The weekend of 5-6 December presents a great opportunity for anyone who wants to delve deeper into the meaning of music, guided by one of the medium’s great communicators and geniuses, Leonard Bernstein. In two days of events at Queen Elizabeth Hall, The Bernstein Project Artistic Director Marin Alsop, film curator Humphrey Burton, Southbank Centre and the Orchestra of the Age of Enlightenment present a series of events bringing to life Bernstein’s famous Harvard Norton Lectures on the poetics of music The Unanswered Question. Taking Chomsky’s Language and Mind as a starting inspiration these six televised lectures were a revolution in the presentation of musical thought and analysis, drawing rave reactions from his Harvard audience and television viewers alike when they first appeared in 1973.
On Saturday evening at 7pm, Alsop presents Mozart’s 40th symphony in the spirit of the Norton Lectures, deconstructing, exploring and then performing one of Mozart’s darkest and most dramatic late symphonies. At 10pm she repeats the performance with an accent on informality, in one the OAE’s inimitable one hour Night Shift performances.

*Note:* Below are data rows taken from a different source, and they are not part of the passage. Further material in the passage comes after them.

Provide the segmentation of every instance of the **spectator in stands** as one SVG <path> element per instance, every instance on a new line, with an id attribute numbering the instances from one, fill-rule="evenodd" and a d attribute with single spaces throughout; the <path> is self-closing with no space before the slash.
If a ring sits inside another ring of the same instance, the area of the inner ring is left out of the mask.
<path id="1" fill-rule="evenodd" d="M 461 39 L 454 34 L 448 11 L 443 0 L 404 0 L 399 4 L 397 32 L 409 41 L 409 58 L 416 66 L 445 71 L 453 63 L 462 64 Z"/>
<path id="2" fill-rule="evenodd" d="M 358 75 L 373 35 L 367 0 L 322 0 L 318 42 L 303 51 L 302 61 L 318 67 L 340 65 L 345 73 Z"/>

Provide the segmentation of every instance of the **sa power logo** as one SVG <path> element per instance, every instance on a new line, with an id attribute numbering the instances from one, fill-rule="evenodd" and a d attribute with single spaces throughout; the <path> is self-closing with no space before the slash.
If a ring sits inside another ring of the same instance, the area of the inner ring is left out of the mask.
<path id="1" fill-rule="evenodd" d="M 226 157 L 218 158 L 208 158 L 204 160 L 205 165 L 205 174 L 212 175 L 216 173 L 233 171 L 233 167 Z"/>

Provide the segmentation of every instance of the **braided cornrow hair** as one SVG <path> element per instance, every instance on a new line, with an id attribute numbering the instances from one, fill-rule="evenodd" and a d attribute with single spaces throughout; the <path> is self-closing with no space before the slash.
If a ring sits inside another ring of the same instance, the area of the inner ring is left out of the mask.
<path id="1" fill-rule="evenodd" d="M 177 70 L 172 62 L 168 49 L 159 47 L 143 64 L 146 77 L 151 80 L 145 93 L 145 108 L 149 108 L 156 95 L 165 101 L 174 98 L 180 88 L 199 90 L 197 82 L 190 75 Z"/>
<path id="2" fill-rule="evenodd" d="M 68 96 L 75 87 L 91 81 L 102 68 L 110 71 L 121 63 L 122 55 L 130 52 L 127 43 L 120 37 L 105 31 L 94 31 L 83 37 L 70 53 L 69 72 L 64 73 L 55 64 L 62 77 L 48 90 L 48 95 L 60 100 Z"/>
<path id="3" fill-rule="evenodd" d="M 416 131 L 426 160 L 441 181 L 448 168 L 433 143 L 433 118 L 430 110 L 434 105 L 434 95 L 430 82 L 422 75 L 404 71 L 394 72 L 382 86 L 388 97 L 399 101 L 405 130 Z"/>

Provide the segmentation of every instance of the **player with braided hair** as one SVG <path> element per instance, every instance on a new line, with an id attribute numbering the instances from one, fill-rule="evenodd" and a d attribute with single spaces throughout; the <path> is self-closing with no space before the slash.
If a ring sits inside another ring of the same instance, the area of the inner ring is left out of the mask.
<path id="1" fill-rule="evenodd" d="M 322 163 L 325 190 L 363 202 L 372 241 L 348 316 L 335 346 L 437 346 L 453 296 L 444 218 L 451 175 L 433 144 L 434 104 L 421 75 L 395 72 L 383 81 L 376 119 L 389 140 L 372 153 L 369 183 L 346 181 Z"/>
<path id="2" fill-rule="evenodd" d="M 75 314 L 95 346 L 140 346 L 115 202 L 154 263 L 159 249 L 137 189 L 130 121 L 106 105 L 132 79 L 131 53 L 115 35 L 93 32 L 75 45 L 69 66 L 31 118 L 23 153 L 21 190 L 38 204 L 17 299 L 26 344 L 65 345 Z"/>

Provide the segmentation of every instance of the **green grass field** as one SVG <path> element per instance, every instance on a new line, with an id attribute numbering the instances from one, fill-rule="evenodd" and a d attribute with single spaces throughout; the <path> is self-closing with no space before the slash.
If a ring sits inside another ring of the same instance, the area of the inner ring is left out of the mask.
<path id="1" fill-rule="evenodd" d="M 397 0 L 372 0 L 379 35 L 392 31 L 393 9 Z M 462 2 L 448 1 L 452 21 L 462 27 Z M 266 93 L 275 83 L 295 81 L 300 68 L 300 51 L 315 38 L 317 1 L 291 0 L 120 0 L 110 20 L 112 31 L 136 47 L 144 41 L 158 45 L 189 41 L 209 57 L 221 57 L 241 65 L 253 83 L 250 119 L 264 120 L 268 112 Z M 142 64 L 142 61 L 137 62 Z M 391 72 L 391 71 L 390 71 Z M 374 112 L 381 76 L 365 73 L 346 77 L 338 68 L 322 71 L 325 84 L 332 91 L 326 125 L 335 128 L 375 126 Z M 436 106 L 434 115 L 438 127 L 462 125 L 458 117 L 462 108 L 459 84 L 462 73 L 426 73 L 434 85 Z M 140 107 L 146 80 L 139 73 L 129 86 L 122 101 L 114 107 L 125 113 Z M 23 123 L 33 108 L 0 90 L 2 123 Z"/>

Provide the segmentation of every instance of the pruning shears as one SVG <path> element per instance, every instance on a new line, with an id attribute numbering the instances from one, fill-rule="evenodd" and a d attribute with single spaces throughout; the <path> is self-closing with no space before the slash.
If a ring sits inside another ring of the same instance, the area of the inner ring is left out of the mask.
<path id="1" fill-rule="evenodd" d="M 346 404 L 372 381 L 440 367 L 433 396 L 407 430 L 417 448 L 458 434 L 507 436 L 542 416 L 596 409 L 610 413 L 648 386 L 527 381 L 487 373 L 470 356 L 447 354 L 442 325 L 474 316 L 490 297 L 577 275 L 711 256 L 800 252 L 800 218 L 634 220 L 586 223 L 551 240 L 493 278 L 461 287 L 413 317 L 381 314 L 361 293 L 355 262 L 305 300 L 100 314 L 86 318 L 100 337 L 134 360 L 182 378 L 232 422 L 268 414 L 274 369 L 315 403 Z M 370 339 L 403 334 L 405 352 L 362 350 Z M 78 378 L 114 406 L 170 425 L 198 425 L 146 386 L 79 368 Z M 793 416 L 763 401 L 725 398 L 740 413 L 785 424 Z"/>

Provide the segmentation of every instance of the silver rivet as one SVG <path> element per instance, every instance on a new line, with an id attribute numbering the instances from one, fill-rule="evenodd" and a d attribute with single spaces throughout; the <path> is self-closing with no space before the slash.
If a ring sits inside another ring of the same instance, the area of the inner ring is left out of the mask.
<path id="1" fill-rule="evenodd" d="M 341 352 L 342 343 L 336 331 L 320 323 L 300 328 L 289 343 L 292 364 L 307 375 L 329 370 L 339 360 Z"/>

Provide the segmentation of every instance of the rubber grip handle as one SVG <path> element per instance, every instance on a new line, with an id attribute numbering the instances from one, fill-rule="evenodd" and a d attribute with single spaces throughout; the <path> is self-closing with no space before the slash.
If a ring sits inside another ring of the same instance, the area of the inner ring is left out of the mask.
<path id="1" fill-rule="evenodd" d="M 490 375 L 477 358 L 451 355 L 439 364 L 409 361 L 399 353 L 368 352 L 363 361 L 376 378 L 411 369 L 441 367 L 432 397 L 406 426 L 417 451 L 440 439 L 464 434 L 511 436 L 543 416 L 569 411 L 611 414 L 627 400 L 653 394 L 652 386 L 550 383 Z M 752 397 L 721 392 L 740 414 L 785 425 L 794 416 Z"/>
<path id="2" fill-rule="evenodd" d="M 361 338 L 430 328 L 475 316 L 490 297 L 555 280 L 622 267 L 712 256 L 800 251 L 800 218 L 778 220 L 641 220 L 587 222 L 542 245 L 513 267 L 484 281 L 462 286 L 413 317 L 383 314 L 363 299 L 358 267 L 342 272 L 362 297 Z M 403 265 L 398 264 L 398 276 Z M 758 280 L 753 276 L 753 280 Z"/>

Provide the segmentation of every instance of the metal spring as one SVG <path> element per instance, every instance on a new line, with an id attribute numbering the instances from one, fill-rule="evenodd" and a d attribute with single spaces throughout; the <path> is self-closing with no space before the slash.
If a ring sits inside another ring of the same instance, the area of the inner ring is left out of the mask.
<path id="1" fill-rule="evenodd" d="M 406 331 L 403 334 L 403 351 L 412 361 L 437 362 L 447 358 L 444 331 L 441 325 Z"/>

Before these concerts, at 5.45pm, I’ll be talking to Humphrey Burton, who will set the scene for the evening events, introducing the Discovery concerts and the Norton lectures in the first two of which Bernstein focuses on Mozart’s 40th symphony as a way of brilliantly analysing the origins and development of music and language. The talk will include film excerpts from these first two lectures, Musical Phonology and Musical Syntax.
On Sunday morning at 11 a.m. I will return with Burton as he introduces a complete showing of the third lecture, Musical Semantics, in which Bernstein virtuosically dissects Beethoven’s Pastoral Symphony, concluding the film lecture with a performance of the entire symphony in a performance with Bernstein and the Boston Symphony Orchestra. To end the morning session, Burton, a friend, biographer, and also producer of many of Bernstein’s films, muses on the three remaining lectures in the series, The Delights and Dangers of Ambiguity, The Twentieth Century Crisis, and The Poetry of the Earth.
Together these events offer an unprecedented opportunity to understand the way the music was composed, and what it means. As a composer, conductor, linguist and philosopher Bernstein takes us on a journey into the music in a way that many think has never been bettered.